China's stocks closed higher on Monday as lower-than-forecast inflation data fueled investor optimism, with the benchmark Shanghai Composite Index up 1.64 percent to close at 3,033.96 points.
The smaller Shenzhen index closed 1.88 percent higher at 10,609.59 points. The ChiNext Index, which tracks China's NASDAQ-style board of growth enterprises, gained 2.39 percent to close at 2,283.14 points. The medical equipment, energy and raw material sectors led the gains.
More than 2,000 stocks on the two bourses gained, while fewer than 150 stocks fell. China's consumer prices held steady in March, while producer prices showed signs of ending a run of negative readings, indicating the economy is heading for recovery.
The consumer price index (CPI), a main gauge of inflation, rose 2.3 percent year on year in March, unchanged from February, the National Bureau of Statistics said in a statement on Monday. It was fractionally below expectations of 2.4 percent by Bloomberg and 2.6 percent by Nomura.

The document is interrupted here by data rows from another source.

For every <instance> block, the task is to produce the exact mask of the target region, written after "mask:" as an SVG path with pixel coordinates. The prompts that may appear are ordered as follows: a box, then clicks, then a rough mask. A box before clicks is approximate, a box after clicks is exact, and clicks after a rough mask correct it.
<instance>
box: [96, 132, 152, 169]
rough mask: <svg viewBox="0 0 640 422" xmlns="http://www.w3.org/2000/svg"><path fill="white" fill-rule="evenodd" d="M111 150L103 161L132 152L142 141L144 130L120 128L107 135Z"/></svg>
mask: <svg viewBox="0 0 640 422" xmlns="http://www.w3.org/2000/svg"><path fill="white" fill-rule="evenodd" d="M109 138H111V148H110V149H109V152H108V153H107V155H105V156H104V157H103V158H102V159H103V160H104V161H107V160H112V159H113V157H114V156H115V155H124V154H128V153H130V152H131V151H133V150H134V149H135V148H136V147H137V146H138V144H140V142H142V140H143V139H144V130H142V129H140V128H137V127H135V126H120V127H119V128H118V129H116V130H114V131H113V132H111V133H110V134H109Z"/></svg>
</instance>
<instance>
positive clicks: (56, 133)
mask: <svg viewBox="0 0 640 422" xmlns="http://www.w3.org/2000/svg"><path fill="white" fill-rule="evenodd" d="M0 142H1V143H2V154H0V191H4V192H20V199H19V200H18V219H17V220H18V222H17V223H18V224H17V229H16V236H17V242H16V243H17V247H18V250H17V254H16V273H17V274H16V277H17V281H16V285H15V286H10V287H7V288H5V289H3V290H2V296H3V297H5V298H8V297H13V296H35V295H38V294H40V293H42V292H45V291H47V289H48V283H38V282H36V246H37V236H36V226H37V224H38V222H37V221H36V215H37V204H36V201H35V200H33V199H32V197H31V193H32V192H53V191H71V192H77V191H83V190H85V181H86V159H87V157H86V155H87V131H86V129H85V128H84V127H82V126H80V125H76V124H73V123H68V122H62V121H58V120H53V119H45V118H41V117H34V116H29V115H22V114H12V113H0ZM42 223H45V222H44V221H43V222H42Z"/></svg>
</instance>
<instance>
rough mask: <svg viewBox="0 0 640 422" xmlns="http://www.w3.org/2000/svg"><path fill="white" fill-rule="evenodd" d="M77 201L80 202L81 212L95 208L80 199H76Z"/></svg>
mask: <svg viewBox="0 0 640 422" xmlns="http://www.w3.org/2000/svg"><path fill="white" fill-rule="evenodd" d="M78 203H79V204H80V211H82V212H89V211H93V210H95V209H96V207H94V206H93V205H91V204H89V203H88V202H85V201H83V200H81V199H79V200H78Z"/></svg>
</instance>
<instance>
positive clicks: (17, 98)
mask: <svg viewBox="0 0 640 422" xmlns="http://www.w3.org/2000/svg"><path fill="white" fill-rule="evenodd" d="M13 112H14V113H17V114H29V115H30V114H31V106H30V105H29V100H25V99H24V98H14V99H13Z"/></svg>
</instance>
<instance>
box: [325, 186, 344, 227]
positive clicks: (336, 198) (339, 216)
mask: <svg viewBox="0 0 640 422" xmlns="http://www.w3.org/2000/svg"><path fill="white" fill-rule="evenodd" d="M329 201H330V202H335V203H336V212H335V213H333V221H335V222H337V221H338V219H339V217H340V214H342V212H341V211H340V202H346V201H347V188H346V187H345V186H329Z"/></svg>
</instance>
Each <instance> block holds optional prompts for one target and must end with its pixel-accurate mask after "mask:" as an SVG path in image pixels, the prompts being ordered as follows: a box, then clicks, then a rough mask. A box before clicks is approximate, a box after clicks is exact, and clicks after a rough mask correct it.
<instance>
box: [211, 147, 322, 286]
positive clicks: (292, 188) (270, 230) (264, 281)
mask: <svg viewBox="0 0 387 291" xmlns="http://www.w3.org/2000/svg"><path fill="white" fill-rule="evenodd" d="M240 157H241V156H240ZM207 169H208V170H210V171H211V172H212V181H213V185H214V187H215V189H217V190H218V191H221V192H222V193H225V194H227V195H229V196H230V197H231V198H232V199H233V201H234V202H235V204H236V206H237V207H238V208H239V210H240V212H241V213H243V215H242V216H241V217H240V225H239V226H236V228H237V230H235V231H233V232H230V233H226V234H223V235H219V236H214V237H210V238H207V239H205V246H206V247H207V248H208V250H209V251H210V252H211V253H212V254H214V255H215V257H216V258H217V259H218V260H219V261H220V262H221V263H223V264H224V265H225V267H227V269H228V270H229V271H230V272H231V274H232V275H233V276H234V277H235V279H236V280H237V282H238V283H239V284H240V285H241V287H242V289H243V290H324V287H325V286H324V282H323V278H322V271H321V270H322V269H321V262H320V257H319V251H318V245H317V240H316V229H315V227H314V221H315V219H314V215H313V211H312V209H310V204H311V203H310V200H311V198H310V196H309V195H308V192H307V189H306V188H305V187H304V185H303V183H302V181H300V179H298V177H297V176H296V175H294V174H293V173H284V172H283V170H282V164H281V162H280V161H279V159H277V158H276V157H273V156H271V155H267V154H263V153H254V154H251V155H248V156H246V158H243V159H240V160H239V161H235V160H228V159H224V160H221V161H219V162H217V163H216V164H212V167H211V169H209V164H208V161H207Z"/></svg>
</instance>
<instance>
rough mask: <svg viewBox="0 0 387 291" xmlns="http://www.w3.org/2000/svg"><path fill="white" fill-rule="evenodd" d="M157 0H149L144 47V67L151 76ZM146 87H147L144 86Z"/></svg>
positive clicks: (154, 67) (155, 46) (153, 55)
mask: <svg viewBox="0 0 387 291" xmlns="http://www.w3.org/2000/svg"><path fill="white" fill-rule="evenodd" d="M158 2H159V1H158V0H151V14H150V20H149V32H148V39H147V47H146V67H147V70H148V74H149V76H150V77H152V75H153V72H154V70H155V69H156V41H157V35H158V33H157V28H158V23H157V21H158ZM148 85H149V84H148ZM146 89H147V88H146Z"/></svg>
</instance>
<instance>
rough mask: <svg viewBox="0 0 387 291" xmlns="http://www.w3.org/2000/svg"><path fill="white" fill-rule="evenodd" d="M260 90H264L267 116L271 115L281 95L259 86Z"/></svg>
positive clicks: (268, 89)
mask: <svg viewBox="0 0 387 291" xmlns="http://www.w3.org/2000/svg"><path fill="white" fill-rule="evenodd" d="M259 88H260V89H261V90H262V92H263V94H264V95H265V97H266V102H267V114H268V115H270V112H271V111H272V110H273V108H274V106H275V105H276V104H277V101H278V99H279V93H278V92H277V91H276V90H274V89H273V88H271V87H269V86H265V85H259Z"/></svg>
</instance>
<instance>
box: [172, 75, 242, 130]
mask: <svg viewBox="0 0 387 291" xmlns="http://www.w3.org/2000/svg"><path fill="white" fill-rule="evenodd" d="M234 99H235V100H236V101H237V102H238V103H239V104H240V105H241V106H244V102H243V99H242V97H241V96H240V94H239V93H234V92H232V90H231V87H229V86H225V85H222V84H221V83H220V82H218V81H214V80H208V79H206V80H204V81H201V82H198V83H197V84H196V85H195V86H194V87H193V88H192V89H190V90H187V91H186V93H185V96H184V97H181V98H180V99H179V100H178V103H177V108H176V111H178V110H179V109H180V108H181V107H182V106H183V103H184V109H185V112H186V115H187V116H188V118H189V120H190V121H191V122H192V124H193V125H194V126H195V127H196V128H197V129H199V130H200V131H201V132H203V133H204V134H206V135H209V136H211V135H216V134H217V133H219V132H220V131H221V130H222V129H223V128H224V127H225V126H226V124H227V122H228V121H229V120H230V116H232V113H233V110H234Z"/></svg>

The CPI remains below the government's 3-percent target for the year. The producer price index (PPI), a measure of costs for goods at the factory gate, dropped 4.3 percent year on year in March, narrowing from a 4.9-percent drop in February and 5.3-percent drop in January.
A research note from China International Capital Corp. Ltd. (CICC) stressed increasing evidence of a recovery in investment demand after the Chinese New Year, led by faster growth of infrastructure investment and a recovery in property investment. It predicted PPI will narrow further, and corporate profitability will improve moderately in the next few months.